Flüchtlingsanerkennung für eritreische Staatsangehörige wegen einfacher exilpolitischer Betätigung für EDP.

 

Schlagwörter: Eritrea, EDP, Eritrean Democratic Party, Mitglieder, exilpolitische Betätigung, Überwachung im Aufnahmeland, politische Entwicklung, Oppositionelle, Gefälligkeitsbescheinigungen, Internet
Normen: AufenthG § 60 Abs. 1
Auszüge:

Flüchtlingsanerkennung für eritreische Staatsangehörige wegen einfacher exilpolitischer Betätigung für EDP.

(Leitsatz der Redaktion)

 

Die Berufung der Klägerin ist auch begründet.

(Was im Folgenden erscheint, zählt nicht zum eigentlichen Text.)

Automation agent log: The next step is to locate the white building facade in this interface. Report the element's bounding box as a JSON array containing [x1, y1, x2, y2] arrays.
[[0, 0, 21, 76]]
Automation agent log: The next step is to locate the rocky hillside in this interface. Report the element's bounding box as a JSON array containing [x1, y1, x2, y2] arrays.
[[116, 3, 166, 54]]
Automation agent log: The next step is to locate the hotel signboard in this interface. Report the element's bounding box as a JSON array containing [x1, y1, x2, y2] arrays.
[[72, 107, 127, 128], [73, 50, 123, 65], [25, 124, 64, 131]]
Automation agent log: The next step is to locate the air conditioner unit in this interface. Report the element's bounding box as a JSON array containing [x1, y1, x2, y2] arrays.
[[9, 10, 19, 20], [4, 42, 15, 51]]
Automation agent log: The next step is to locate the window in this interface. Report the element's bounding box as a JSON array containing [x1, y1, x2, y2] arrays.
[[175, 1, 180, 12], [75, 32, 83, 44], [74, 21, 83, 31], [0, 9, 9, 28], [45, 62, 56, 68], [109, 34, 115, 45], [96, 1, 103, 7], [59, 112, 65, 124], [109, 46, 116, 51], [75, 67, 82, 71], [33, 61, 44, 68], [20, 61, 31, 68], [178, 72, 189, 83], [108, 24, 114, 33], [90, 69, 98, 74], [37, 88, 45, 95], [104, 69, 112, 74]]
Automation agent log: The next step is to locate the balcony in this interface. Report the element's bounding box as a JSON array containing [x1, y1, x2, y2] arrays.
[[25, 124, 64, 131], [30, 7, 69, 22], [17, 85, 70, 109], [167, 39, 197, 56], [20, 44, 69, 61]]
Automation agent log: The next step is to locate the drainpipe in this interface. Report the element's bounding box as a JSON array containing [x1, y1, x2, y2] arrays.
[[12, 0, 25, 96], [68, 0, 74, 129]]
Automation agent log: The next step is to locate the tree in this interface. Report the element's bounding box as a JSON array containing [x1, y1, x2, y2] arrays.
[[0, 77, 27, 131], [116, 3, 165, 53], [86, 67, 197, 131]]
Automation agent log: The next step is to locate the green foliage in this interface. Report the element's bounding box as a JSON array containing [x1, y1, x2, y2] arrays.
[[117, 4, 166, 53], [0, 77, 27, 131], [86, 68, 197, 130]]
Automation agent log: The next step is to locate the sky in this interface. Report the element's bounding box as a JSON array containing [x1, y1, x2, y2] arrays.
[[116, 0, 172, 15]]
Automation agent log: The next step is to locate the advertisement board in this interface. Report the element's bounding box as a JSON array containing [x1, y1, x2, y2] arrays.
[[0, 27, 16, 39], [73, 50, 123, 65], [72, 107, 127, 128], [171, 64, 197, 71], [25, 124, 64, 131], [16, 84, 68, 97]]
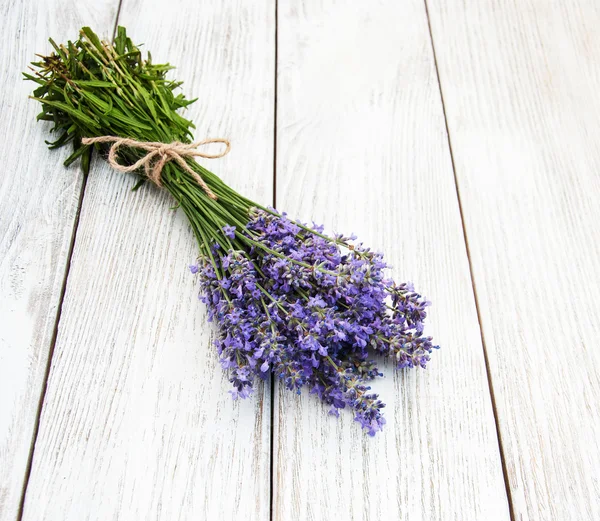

Das Verwaltungsgericht hat die Verpflichtungsklage zu Unrecht abgewiesen, soweit die Klägerin die Feststellung der Voraussetzungen des § 60 Abs. 1 AufenthG, des früheren § 51 Abs. 1 AuslG, begehrt.

Der Klägerin droht bereits wegen ihrer exilpolitischen Betätigung als einfaches Mitglied der EDP, das im Rahmen der Parteiarbeit aktiv ist, im Falle der Rückkehr nach Eritrea auch in Anwendung des strengeren Prognosemaßstabs der beachtlichen Wahrscheinlichkeit Verfolgung im Sinne von § 60 Abs. 1 AufenthG.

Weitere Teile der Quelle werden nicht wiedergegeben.